Pain is a vague term that is used to describe anything from a stubbed toe to the sensitivity and numbness of nerve pain. Generally speaking, analgesics (both narcotics or opioids and anti-inflammatory medications) can work in a variety of ways depending on the type of medication. For example, anti-inflammatories work to reduce swelling or pressure which could be the cause of pain. Rather than affecting the brain’s neurochemistry, it affects something called the COX enzymes, which is what causes inflammation by releasing too much of the hormone prostaglandin. The anti-inflammatory blocks this production. Pharmaceutical narcotics or opioids actually bind the receptors in the brain, which help to block the feeling pain.
Narcotics are used for more severe pain, while anti-inflammatories and steroids are used for mild to moderate pains. Narcotics are incredibly addictive and anti-inflammatories run the risk of creating gastrointestinal conditions like stomach upset and ulcers. However, anti-inflammatories are generally more safe because GI prophylaxis and prevention can be done.
Unfortunately, even pain medications have uncertain efficacy when it comes to chronic pain syndromes. For example, they generally don’t work very well for patients with fibromyalgia, treatment-related pain in cancer patients, neuralgia, and chronic low back pain. Either the pain is not caused by the areas those medications focus on, or the body has too high a tolerance for the medications. In either case, patients with medication-resistant pain symptoms with certain conditions have found Elavil (amitriptyline) to be widely beneficial.
Elavil (amitriptyline) is not a narcotic medication and is not addictive. It’s technically categorized as a tricyclic antidepressant, which means that it has three rings to its chemical makeup. Unfortunately, this makes it so patients are more prone to side effects, but it’s also a very effective medication. While it does treat mood disorders like depression and anxiety, clinical studies have shown immense benefit in patients with chronic pain conditions like postherpetic neuralgia, peripheral neuropathy, fibromyalgia, migraine headaches, and low back pain.

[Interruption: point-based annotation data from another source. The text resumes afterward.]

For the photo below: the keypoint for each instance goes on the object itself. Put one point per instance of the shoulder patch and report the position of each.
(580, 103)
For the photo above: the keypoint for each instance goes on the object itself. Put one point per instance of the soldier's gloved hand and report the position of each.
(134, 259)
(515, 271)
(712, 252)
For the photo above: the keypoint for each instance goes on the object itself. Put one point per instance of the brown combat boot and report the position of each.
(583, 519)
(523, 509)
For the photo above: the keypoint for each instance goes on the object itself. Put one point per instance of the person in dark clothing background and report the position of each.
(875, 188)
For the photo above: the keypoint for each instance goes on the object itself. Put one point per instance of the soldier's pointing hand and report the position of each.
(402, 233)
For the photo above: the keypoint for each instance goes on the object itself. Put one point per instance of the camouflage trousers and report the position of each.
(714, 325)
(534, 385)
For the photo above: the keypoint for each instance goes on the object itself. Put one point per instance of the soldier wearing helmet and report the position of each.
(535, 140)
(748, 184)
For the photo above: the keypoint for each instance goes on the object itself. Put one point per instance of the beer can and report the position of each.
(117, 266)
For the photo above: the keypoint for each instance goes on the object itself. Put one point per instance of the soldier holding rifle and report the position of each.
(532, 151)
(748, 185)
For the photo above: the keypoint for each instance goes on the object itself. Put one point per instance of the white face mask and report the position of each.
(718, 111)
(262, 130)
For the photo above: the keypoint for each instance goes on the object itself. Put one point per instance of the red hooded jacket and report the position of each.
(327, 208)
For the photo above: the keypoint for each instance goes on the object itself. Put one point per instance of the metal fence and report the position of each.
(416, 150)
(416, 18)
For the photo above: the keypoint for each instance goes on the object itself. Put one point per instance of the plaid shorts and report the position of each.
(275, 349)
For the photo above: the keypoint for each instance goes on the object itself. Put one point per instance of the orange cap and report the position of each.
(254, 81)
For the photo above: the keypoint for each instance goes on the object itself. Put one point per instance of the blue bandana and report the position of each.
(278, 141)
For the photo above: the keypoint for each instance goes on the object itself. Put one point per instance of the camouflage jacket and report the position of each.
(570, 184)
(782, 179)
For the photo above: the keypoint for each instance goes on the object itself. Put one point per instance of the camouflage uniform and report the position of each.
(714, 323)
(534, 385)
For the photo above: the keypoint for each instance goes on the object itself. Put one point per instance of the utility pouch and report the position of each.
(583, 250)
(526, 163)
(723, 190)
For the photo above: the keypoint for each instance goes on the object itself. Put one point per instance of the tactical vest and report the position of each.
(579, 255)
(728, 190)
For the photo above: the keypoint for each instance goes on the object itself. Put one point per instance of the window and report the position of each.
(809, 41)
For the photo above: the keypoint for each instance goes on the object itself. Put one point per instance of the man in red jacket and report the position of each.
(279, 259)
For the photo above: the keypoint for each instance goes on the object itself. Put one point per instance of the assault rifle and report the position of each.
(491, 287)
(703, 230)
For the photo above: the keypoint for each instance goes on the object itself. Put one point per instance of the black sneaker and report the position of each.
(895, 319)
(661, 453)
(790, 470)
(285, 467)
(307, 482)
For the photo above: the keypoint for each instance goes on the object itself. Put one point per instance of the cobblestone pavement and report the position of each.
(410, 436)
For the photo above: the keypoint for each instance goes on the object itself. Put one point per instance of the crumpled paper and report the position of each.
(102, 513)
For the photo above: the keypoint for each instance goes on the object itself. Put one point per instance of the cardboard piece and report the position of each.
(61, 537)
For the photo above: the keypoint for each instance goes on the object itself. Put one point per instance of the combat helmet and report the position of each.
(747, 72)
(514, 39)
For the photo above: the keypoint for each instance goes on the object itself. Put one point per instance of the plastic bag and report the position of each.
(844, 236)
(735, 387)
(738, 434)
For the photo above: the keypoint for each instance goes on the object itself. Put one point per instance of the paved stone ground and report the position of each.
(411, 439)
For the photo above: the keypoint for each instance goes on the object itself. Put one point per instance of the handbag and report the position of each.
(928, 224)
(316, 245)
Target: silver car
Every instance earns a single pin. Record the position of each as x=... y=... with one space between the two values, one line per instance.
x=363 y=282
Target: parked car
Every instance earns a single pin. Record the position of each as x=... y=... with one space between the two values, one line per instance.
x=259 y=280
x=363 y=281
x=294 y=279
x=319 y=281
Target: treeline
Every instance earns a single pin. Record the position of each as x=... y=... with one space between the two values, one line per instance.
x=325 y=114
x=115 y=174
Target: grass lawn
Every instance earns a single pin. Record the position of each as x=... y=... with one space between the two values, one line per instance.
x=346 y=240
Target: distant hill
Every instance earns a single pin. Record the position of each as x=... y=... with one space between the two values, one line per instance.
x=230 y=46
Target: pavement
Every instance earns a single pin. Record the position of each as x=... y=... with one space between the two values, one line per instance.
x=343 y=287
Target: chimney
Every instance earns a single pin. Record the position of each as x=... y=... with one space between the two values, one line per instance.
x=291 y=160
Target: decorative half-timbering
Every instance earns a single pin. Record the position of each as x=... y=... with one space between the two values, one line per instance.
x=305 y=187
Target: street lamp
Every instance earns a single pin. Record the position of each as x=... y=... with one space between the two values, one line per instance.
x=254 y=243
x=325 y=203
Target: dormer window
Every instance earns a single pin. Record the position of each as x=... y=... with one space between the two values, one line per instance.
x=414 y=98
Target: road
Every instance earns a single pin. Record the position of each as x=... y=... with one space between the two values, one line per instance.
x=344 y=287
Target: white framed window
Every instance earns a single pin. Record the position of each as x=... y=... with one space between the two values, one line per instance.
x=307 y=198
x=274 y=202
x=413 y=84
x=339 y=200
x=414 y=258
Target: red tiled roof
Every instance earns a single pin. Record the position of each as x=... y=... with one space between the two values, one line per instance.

Tricyclic antidepressants work to regulate the chemicals, serotonin and norepinephrine in the brain by blocking acetylcholine (another neurotransmitter) and increasing serotonin and norepinephrine levels. While researchers have not been able to determine why or how these two neurotransmitters affect pain, the clinical trials using tricyclic antidepressants like Elavil (amitriptyline) in pain patients showed a significant improvement in pain symptoms. They believe that since these two neurotransmitters are major conductors in overall messaging through the body and are generally termed “feel good” hormones, a decrease in their level increases pain symptoms because there is nothing telling the pain to reduce or stop.
Patients who have pain resistant to traditional medications should speak with their physician about using amitriptyline as a trial run. It will not only help treat the pain symptoms, but elevate mood and help patients feel more hopeful with regards to treatment.